Team:GA State SW Jiaotong/Improvement

Improvement of an Existing Part

Our iGem project in the previous years focused on modifying symbiotic algae to tackle the issue surrounding coral bleaching. We hypothesized that we could regulate thermal stress in algae using the heat-resistant genes identified in the algal genome and transformed it into our dinoflagellate, Symbiodinium. However, the DinoIII RFP plasmid that we designed expresses a red fluorescence, and we later found out that Symbiodinium also naturally expresses red autofluorescence. In addition, the DinoIII GFP plasmid we synthesized in the past year wasn’t able to help identify whether the final transformation into Symbiodinium was successful due to the interfering of the natural background color of the algae under microscope.

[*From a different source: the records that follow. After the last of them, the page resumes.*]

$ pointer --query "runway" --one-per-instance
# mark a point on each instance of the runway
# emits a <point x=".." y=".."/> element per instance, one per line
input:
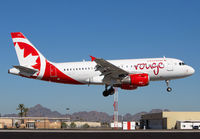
<point x="98" y="134"/>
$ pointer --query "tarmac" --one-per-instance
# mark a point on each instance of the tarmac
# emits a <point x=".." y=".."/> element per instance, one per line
<point x="99" y="134"/>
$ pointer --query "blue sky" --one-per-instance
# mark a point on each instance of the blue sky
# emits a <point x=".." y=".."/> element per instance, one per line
<point x="112" y="29"/>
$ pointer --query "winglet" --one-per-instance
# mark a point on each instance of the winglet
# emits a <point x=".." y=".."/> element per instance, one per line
<point x="92" y="58"/>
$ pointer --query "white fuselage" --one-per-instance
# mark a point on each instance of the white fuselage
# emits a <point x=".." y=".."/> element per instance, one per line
<point x="157" y="68"/>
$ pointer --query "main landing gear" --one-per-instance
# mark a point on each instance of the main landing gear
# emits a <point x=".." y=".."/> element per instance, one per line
<point x="109" y="91"/>
<point x="169" y="89"/>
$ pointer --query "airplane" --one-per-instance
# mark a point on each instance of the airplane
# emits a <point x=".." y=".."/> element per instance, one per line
<point x="128" y="74"/>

Given the results we gathered in the previous iGem competitions, we suggested engineering a GUS(B-glucuronidase) reporter gene into the DinoIII plasmid, which expresses a visible blue pigment in a GUS assay. The original GUS sequence chosen were from the PBI121 GUS plasmid. Over the summer, our team successfully inserted the GUS gene into the DinoIII plasmid, transformed into E.coli and Agrobacterium Tumefaciens, although transformation into Symbiodinium was still an issue.

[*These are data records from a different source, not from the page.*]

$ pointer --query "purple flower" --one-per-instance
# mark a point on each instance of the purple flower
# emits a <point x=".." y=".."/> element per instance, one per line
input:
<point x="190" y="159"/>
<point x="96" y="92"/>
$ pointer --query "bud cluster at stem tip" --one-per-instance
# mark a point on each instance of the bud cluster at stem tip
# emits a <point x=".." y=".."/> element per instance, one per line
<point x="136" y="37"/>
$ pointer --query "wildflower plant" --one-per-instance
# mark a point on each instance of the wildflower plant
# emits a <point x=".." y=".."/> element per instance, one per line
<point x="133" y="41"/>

In our project, the Dino-III plasmid was kept in the design to aid in delivery of the target gene, and ultimately, expression of B-glucuronidase. This specific plasmid was originally chosen because there was enough previous research to build upon. In addition, it has the promoter that theoretically can help with the B-glucuronidase expression in the aglae. Moreover, it contains a segment of the DNA sequence similar to a portion in the Symbiodinium DNA sequence which theoretically will help with the horizontal gene transfer into an eukaryotic organism through transformation. It is the only dinoflagellate-optimized plasmid for which publications exist to support its use for transformation. The framework was also designed to be used as a general plasmid for the transformation of many dinoflagellate species by researchers from the University of Connecticut.

Codon Optimization

Codon optimization was also used to further improve the constructed DinoIII-GUS plasmid. This was done in the hopes of increasing efficiency of translation and further to improve the expression of this gene in the transformed organism. The DinoIII-GUS plasmid was, therefore, codon optimized for transformation into the well defined species Symbiodinium kawagutii. Snapgene was further used as the tool to constantly check the updated codon frequency after each nucleotide modification.